Why Dremio is Only Returning a Subset of Results?


Is there a way to change this behavior?

only result subset returned

Ui is only for preview or test your queries, if yo need fetch all records please use odbc or jdbc or any IDE as Datagrip

Thanks, and I agree with you, although it seems natural to me that while building and curating my VDS to keep validating my work incrementally via observing the (actual) number of rows returned from queries, returning a subset might be misleading in this case.

Also what if I want to export (download) the results locally, I want the whole set to work with not just part of it. Why Dremio is availing this download feature in the first place when they expect you to go for an external tool?

I understand your point, I can suggest you Use IntelliJ or Datagrip, or dbeaver, you can connect direct to dremio and run your querys here.

Thank you dacopan for sharing that. I think Dremio team will consider this at some point because they know a well-designed semantic layer is a key entry point to the hearts and minds of their customers (specially those with low maturity in data).
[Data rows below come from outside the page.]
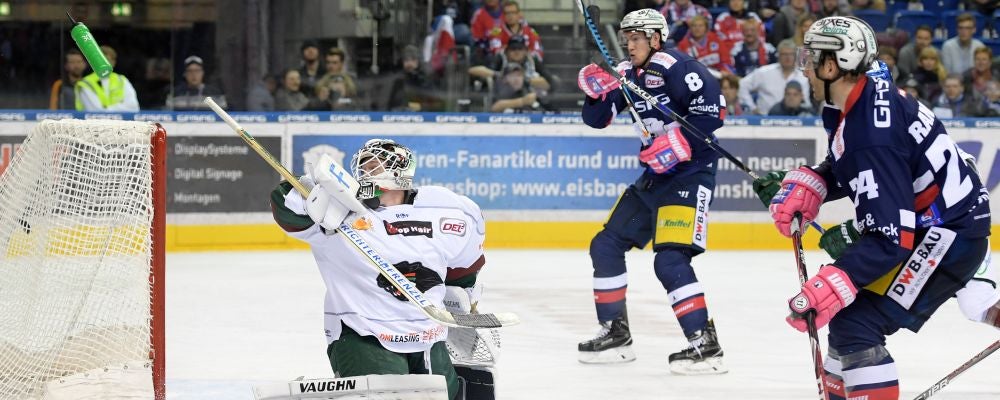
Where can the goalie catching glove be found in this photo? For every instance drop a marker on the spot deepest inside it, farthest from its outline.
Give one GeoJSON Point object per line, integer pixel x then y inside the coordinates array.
{"type": "Point", "coordinates": [333, 183]}
{"type": "Point", "coordinates": [424, 278]}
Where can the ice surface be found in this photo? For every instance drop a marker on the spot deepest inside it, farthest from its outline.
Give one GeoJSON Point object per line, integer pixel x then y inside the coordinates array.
{"type": "Point", "coordinates": [239, 318]}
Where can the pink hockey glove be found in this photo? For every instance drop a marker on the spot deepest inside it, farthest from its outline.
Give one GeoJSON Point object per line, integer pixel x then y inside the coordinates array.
{"type": "Point", "coordinates": [596, 82]}
{"type": "Point", "coordinates": [666, 151]}
{"type": "Point", "coordinates": [802, 191]}
{"type": "Point", "coordinates": [825, 294]}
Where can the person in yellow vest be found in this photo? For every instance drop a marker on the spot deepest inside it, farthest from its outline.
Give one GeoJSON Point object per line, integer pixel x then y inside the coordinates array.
{"type": "Point", "coordinates": [114, 93]}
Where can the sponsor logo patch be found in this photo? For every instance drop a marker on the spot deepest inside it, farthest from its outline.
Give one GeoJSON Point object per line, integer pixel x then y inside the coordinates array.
{"type": "Point", "coordinates": [409, 228]}
{"type": "Point", "coordinates": [917, 270]}
{"type": "Point", "coordinates": [453, 226]}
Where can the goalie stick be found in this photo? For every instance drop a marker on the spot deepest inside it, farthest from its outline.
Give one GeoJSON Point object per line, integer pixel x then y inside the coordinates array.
{"type": "Point", "coordinates": [590, 19]}
{"type": "Point", "coordinates": [800, 262]}
{"type": "Point", "coordinates": [398, 280]}
{"type": "Point", "coordinates": [948, 378]}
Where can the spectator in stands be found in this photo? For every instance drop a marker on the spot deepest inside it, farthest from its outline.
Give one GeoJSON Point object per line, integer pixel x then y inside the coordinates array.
{"type": "Point", "coordinates": [261, 96]}
{"type": "Point", "coordinates": [982, 72]}
{"type": "Point", "coordinates": [514, 25]}
{"type": "Point", "coordinates": [515, 53]}
{"type": "Point", "coordinates": [957, 52]}
{"type": "Point", "coordinates": [678, 13]}
{"type": "Point", "coordinates": [888, 55]}
{"type": "Point", "coordinates": [909, 54]}
{"type": "Point", "coordinates": [190, 94]}
{"type": "Point", "coordinates": [309, 70]}
{"type": "Point", "coordinates": [730, 85]}
{"type": "Point", "coordinates": [930, 72]}
{"type": "Point", "coordinates": [792, 104]}
{"type": "Point", "coordinates": [768, 83]}
{"type": "Point", "coordinates": [513, 92]}
{"type": "Point", "coordinates": [413, 90]}
{"type": "Point", "coordinates": [753, 51]}
{"type": "Point", "coordinates": [340, 84]}
{"type": "Point", "coordinates": [833, 8]}
{"type": "Point", "coordinates": [289, 96]}
{"type": "Point", "coordinates": [114, 93]}
{"type": "Point", "coordinates": [63, 96]}
{"type": "Point", "coordinates": [955, 103]}
{"type": "Point", "coordinates": [706, 47]}
{"type": "Point", "coordinates": [486, 21]}
{"type": "Point", "coordinates": [876, 5]}
{"type": "Point", "coordinates": [784, 22]}
{"type": "Point", "coordinates": [729, 24]}
{"type": "Point", "coordinates": [992, 99]}
{"type": "Point", "coordinates": [805, 21]}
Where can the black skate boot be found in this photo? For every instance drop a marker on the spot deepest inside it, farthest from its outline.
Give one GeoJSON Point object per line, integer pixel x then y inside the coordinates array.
{"type": "Point", "coordinates": [613, 344]}
{"type": "Point", "coordinates": [702, 357]}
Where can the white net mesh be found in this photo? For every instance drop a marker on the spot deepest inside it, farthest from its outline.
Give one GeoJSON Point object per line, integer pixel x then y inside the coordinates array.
{"type": "Point", "coordinates": [75, 251]}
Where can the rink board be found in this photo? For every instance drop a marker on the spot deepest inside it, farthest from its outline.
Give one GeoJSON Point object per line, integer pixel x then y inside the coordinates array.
{"type": "Point", "coordinates": [543, 181]}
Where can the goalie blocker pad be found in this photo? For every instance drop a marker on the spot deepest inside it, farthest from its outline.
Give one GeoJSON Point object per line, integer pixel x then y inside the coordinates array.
{"type": "Point", "coordinates": [367, 387]}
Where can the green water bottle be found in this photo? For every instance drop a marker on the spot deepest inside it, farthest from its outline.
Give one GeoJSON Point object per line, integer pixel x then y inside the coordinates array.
{"type": "Point", "coordinates": [91, 51]}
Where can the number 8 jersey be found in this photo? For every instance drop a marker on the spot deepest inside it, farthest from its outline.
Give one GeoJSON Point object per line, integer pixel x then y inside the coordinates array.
{"type": "Point", "coordinates": [894, 159]}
Hope also they give me strong grounds to promote this to my customers in turn :smiley:

@yalmasri For data correctness from UI, please count instead select * as the UI results truncation is done due to a few reasons and currently there are no plans to change this behavior

  • As @dacopan mentioned populating over a million rows on the UI is not very useful
  • For data correctness use count
  • UI queries generate arrow results files and as rows increase can fill up the local disk
  • If local disk is slow then writes can be slow

Thank you Balaji again.

Then in this case, you might want to change the behavior in two ways:

  1. When you return truncated results, mention how much is that out of the whole total like: A subset (170,624) of total 1,000,000 rows has been…
  2. When I want to download the results, it should download the whole set

@yalmasri : why would you like to download such a hugh number of rows? Would you like to further process using Excel or python or any other tooling? Then you can use one of the suggested connectors. Or are you checking query results using notepad?

Thank you @MrJava.

We have a lot of legacy-minded customers (data/business analysts) who are familiar with Excel only, and are very good at it. Until they get “modernized”, they demand a no-change to their existing processes at the beginning, which tells me that my analytics engineers need to prepare data and push it to them on Excel format for analysis. I believe this goes in line with the non-invasive approach Dremio is adopting.

Creating a VDS, version it, annotate it, and collaborate over it is a very advanced stage to them and won’t come in a day. They cannot for example connect from Excel to Dremio over views that are context-less for them. Someone has to resolve that for them first.

I want to add also a third reason, which is query optimization, I’m not sure how business domain owners (we are talking about data mesh here) will meet their SLA’s without actually measuring up the query total time (as opposed to subset query time), you know relation is not linear.

Ok, not sure if I understood it correctly but we use Excel too.
Our users use the Excel Data Connection (aka PowerQuery using ODBC) to retrieve the data comming from a VDS in Dremio and we provide the VDS as they request them.

BTW: be aware that Excel will geht really slow when presenting more that 500 mil. rows.